Text-to-speechifying the EA Forum

Edit: apparently, this already exists, and I am just behind the times! This post contains a few insights about how to address some of the problems with seeking author permission, so I’ll leave it up anyway. Great job, Nonlinear Library!

Example

Here is a sample text-to-speech version of my article Don’t Be Bycatch. I chose it to obviate any concerns about permission. I’ve also tried it privately on The Case for Rare Chinese Tofus, and it worked just as well.

Key takeaways

  • We can use good text-to-speech software to convert the entire EA Forum to podcasts for about $12/​month.

  • Quality is good, but we lose charts, graphs, and potentially citations.

  • We’d need to decide on a policy for getting authors’ permission.

  • I’m seeking input particularly on the authorial permission question. How should this be handled?

  • Other concerns include loss of reputation and filtering (discussed in “prioritization”), and loss of comments and participation (discussed in “conversation and feedback”).

  • I will delay implementing this at least until March 2022 to give time for any necessary discussion to play out. I’m not determined to do this if a strong consensus objection is raised, and will prioritize discussion above action.

The pros and cons here are what I thought up in an hour off the top of my head. I’ll give this at least a few weeks before moving ahead with anything, since there may be objections or alternatives I hadn’t thought of.

Background

Garrett Baker and others have been narrating EA Forum posts and publishing them as a podcast. This is wonderful, making posts more accessible and convenient. Garrett & co. seems to be doing this for free, and as a volunteer effort, they’ve only been able to release 6 posts over the last 40 days. I want to give them my sincere compliments for this excellent effort, and suggest a way to scale things up via Amazon’s text-to-speech service, Polly.

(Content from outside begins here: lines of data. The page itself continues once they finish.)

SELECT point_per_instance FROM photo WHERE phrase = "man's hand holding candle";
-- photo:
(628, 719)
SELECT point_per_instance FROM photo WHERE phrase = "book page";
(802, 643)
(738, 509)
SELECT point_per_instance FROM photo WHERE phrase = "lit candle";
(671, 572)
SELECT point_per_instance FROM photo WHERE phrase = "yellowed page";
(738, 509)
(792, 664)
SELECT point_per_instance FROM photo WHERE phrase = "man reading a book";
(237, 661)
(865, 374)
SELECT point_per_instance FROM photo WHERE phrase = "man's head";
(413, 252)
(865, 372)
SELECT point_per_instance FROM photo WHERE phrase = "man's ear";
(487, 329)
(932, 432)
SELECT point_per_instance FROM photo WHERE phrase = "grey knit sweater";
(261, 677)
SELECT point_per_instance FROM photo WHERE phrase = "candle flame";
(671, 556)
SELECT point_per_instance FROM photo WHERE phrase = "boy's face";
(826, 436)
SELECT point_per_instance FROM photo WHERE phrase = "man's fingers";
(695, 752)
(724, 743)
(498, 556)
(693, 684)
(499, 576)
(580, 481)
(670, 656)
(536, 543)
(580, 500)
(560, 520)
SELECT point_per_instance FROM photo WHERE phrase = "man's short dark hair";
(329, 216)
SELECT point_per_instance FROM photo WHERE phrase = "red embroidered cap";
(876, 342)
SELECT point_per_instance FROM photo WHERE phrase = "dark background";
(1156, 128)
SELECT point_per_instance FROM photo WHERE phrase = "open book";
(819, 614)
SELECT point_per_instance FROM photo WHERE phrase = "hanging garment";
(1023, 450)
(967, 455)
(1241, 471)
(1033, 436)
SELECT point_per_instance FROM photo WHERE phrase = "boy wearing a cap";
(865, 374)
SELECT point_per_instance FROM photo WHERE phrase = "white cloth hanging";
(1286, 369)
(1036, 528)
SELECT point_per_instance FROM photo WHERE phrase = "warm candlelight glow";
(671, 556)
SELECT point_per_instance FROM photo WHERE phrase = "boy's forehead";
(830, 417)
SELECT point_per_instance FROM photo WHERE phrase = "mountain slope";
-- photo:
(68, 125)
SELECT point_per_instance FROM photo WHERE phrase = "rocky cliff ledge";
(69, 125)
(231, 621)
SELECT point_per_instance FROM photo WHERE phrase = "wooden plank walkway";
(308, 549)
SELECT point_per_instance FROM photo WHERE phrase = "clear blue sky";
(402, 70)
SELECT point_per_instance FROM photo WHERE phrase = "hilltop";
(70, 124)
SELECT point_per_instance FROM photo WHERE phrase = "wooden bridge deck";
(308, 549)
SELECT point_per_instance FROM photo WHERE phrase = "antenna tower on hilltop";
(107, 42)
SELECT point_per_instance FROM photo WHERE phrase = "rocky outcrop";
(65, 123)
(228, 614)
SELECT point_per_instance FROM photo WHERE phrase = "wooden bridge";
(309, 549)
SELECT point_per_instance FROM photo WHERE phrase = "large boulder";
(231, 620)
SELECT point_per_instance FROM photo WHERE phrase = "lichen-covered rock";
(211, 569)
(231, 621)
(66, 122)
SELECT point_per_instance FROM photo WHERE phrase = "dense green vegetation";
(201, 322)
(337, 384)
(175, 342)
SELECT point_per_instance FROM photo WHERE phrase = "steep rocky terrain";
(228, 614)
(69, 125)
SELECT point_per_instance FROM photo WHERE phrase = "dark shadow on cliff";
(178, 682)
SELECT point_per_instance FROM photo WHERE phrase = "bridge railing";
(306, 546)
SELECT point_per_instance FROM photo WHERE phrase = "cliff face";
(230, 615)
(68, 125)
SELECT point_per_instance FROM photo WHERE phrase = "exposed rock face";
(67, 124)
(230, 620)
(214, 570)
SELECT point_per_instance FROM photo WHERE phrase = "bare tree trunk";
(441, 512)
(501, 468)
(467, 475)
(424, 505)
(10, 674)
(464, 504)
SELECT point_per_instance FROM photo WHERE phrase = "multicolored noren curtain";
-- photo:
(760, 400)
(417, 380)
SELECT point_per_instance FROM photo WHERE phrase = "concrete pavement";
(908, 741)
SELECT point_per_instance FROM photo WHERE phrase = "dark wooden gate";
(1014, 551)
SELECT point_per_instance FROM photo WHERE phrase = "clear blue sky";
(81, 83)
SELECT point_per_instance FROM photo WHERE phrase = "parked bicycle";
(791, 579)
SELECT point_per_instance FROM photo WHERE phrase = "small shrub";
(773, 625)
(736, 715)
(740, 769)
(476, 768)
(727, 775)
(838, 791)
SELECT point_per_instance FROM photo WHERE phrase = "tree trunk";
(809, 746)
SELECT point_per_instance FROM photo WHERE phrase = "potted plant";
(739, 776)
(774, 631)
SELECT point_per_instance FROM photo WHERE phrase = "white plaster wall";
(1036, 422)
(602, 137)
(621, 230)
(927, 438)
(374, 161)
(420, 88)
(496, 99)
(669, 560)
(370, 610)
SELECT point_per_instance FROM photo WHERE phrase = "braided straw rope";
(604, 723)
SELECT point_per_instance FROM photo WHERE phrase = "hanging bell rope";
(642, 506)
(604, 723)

Most Important Concern: Permission of the Authors

On the one hand, EA forum posts are already being turned into podcasts, and I don’t know if Garrett is seeking permission from every author before doing so. The posts are already up in public. However, turning them into a podcast is a step that some authors may not want to take. It takes away their ability to control their own intellectual output.

This connects to broader questions about copyright and EA Forum posting. I know next-to-nothing about copyright, so this is a major area of uncertainty for me.

Most convenient would be for the forum to build in an option box for posters to request that their post not be converted to a podcast, which could be default-checked or not, depending on how we want to nudge the writers on this forum. More broadly, we could implement some sort of option box in the editor to facilitate selecting a particular alternative license for particular posts, such as Creative Commons.

Another option is to either automatically create text-to-speech versions of posts, and take down recordings at the request of the authors. Authors could be sent messages with a few days’ lead time prior to recording their post, to give them a chance to do this.

A third option is to message authors, asking for their permission in each case, and only generate text to speech if they say “yes.” This is perhaps the safest course of action, but it also diminishes the efficiency and increases the effort required to execute this strategy.

Prioritization

Podcasting strips away karma and makes it harder to use the author’s reputation as heuristics of quality. Other podcasts, like 80,000 Hours, take many steps to improve legibility and screen for quality. Mass-dumping the EA Forum into podcast form removes these reputational features. This makes it harder to navigate, while also potentially allowing lower-quality writing to become highlighted on equal terms with high-quality work in the context of the podcast.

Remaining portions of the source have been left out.